The Serbian government and Hungary’s MOL Group have signed a shareholders’ agreement on the management of Serbia-based oil company Naftna Industrija Srbije (NIS). The agreement will enter into force if MOL acquires NIS from its current Russian owners.
The shareholders’ agreement defines how NIS would be managed in the future, as well as the structure and decision-making processes of its governing bodies, and its strategic objectives.
The Serbian Ministry of Mining and Energy has said the agreement with MOL Group was signed by Minister Dubravka Đedović Handanović.
The agreement, previously adopted by the Government of Serbia, will enable MOL Group, if it becomes the majority owner, to continue NIS’ development, ensure supply to the Serbian market, and maintain operations at the Pančevo oil refinery, according to the ministry’s statement.
NIS’ refinery would operate for at least ten years at the same capacity as before the US sanctions
In addition to signing an acquisition agreement, the transaction requires further regulatory approvals. MOL Group is continuing negotiations with Gazprom Neft regarding the acquisition of its 56.15% stake in NIS.
“This agreement will enter into force only if MOL Group and Gazprom Neft agree on the sale and purchase contract, and if it is approved by the US Office of Foreign Assets Control (OFAC),” said Đedović Handanović.
Under the agreement, Serbia would buy an additional 5% stake in NIS, and the refinery would operate for at least ten years at the same capacity as in the four years before the introduction of US sanctions, according to her.
The agreement ensures that there will be no disruption in the operations of NIS’ subsidiaries
“The agreement also ensures that there will be no disruption in the operations of subsidiaries, including Petrohemija.

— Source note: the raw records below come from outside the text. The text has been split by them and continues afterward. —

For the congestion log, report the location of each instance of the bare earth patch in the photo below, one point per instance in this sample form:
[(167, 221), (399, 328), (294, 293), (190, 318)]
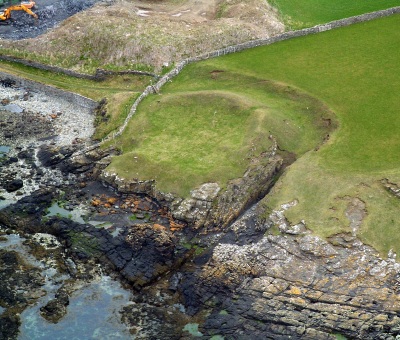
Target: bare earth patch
[(155, 33)]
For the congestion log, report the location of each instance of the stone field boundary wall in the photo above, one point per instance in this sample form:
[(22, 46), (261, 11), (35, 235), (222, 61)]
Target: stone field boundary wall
[(250, 44), (50, 91)]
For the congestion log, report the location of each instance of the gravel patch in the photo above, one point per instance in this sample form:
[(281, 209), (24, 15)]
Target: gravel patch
[(70, 121)]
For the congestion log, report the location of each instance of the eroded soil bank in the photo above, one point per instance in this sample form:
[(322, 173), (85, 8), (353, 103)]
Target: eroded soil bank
[(233, 280)]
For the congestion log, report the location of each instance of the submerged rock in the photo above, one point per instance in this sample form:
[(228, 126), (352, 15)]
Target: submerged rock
[(14, 185)]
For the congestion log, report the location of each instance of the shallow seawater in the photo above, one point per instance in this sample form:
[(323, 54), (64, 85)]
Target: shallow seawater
[(4, 149), (75, 215), (93, 313), (14, 108)]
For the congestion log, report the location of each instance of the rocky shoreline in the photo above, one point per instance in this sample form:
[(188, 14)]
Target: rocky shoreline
[(206, 266)]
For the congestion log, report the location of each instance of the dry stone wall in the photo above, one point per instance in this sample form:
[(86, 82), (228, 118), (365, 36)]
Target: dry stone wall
[(251, 44)]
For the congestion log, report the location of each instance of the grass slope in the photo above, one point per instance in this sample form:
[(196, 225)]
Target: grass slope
[(304, 13), (208, 130), (354, 70)]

Our representatives on the board of directors will have greater influence over decisions that are made,” Đedović Handanović said.
“NIS is critical energy infrastructure that affects our GDP, and, as we have publicly communicated over the past months, the state has managed to reach an agreement with Hungary’s MOL Group as a potential buyer of NIS, which will protect our market and security of supply if they reach a sale agreement,” she stressed.
According to the ministry, the agreement enables the future majority shareholder to assume responsibility for professional management, stable operations, and value-creating investments in NIS.
“Upon successful completion of the transaction, MOL Group will ensure supply to the Serbian market and the operation of the Pančevo refinery, while further strengthening the network and logistics links of MOL Group’s energy facilities,” reads the statement.
Hernádi: MOL will do everything to make NIS stronger and more profitable

Zsolt Hernádi, Chairman and CEO of MOL Group, said the agreement on the management of NIS was the result of constructive negotiations with the Government of Serbia.
He said that upon successful completion of the transaction, MOL, as the majority shareholder, would be able to manage NIS efficiently and professionally. Hernádi added that the two sides would be able to begin working together with clearly defined responsibilities and decision-making processes, putting an end to a long period of uncertainty.
He said MOL would do everything to make NIS stronger and more profitable, and to be seen by Serbia as a reliable partner.
However, according to him, the agreement does not represent the end of the acquisition process. It is still necessary to reach an agreement with the seller and to obtain approval from the United States, he recalled.
Hernádi is optimistic about the completion of the entire transaction
Hernádi said he was optimistic, as the transaction would make it possible to further strengthen security of supply for the entire region and achieve a higher level of cooperation among energy companies in Central and Eastern Europe.
The Serbian ministry noted that the agreement between MOL Group and Gazprom Neft for the acquisition of a 56.15% stake in NIS was still being finalized.
It added that MOL had taken the necessary steps to obtain an extension of its OFAC license for negotiations.